The Life of Edgar Sawtelle by Harper Collins (2008)
This book lived up to all the hype, not that I saw much beyond the jacket blurb on my advance reader copy. Stephen King sure liked it! The writing is so on target that one scene in the book had me crying, and I can't remember the last time that has happened (with a book). This book could have been subtitled, The Breed is out There. I suggest you start looking for it.

Chourmo: Book 2 and Solea: Book 3 in the Marseilles Trilogy.by Jean-Claude Izzo, Europa Editions (2007 and 2008)
Summer isn't summer without some unapologetic, hard-boiled noir the likes of which few can serve like Claude Izzo. James Lee Burke's work comes to mind, but Izzo out maneuvers him when it comes to setting a place, in this case, the dirty backwater neighborhoods of Marseilles and the calanques of the Cote D'Azur. As soon as I closed vol.3 I was scrambling around trying to locate vol.1 so I could relive the mystery.

The Rabbi's Cat 2 by Jonaan Saar, Pantheon Books (2008). And you thought your pet was smart.
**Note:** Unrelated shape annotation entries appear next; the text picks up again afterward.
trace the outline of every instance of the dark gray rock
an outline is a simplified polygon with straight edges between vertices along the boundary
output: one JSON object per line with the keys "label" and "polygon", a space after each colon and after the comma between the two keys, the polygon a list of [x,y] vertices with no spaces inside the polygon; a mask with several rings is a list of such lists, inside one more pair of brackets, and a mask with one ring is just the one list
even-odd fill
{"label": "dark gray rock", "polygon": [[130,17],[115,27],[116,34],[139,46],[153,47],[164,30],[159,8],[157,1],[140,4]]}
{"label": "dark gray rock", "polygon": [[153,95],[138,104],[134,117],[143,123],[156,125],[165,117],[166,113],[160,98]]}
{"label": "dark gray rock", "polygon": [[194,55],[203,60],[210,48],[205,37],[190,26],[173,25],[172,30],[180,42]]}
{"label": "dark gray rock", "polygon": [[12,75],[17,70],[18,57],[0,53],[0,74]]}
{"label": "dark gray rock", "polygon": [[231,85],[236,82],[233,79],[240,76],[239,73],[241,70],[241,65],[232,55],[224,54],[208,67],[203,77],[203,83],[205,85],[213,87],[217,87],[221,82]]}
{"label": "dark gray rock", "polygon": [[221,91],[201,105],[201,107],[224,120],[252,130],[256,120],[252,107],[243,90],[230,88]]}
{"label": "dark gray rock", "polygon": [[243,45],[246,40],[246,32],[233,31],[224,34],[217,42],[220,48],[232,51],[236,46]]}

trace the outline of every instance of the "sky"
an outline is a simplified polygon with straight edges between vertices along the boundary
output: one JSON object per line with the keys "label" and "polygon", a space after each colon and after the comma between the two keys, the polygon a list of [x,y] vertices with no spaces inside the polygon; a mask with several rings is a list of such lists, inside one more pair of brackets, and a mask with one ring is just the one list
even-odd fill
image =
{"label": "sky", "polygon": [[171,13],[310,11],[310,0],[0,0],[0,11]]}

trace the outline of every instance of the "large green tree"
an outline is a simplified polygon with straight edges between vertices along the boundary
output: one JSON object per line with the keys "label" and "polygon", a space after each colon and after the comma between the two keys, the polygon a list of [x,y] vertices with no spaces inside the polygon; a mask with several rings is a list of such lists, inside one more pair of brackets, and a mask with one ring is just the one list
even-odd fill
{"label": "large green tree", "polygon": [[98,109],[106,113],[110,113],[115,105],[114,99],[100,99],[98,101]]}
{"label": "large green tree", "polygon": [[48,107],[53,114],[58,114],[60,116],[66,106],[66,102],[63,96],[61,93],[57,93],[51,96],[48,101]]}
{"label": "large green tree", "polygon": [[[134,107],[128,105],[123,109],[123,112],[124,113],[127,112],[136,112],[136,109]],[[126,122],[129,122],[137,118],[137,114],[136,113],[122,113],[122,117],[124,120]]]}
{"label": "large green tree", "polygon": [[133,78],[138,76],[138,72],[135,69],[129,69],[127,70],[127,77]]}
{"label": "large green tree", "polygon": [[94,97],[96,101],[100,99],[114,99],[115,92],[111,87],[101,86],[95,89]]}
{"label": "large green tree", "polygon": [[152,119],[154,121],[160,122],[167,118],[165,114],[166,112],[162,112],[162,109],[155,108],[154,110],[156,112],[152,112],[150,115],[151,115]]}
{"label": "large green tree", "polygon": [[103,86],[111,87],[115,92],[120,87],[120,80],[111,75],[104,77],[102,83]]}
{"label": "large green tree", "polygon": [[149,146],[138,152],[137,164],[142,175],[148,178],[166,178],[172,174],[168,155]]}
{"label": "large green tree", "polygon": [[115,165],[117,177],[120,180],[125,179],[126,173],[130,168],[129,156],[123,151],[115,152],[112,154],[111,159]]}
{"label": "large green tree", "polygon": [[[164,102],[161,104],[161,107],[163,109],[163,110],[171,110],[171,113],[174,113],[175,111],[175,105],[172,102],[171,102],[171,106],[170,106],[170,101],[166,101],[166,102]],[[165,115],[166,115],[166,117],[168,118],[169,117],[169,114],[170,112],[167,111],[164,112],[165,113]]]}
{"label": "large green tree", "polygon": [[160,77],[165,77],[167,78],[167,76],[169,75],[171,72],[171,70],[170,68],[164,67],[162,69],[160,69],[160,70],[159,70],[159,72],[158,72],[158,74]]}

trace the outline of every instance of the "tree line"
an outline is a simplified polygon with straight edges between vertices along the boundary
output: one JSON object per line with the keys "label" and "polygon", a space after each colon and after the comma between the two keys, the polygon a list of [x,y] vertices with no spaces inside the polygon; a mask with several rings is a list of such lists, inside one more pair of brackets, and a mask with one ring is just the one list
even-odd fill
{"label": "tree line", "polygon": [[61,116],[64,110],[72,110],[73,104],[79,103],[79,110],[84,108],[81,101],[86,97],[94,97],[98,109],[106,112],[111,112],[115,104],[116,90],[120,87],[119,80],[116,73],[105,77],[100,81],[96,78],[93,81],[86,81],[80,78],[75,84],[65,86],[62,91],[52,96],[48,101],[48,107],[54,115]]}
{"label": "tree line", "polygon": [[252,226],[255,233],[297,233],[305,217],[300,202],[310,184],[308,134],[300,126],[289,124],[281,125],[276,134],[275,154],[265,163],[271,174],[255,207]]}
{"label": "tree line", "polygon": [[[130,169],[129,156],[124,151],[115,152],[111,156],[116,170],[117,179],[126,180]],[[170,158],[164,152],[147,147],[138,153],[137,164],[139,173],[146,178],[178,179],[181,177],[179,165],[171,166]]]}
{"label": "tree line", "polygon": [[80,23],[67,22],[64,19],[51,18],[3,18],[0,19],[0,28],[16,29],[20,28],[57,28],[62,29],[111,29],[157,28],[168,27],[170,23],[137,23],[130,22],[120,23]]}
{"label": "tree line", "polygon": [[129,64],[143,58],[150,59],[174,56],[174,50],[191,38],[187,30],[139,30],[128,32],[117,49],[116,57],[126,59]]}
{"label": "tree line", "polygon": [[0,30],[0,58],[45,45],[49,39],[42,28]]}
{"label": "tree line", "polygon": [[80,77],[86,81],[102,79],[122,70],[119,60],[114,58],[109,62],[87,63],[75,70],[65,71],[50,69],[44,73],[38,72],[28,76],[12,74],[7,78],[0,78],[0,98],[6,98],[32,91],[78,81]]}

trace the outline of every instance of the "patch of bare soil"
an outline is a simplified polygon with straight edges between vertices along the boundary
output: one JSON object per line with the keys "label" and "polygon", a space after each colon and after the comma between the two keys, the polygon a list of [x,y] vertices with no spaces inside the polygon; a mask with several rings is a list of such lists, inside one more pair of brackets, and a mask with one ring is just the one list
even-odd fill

Can it quote the Quá'ran? make sense of the Torah? then read about a cat who purrs with insights about what it means to be holy, pure, and full of faith; it's certainly no dog that never caught a rabbit.

Hard to Admit and Harder to Escape by Sarah Manguso; How the Water Feels to the Fishes by Dave Eggers; and Minor Robberies by Deb Olin Unferth. Published simultaneously as 100 stories all-in-a-box. McSweeney's Rectangulars (2007). Short fiction redefined. Perfect for the beach, subway, or bath. Or when your attention for the novel novel wanes.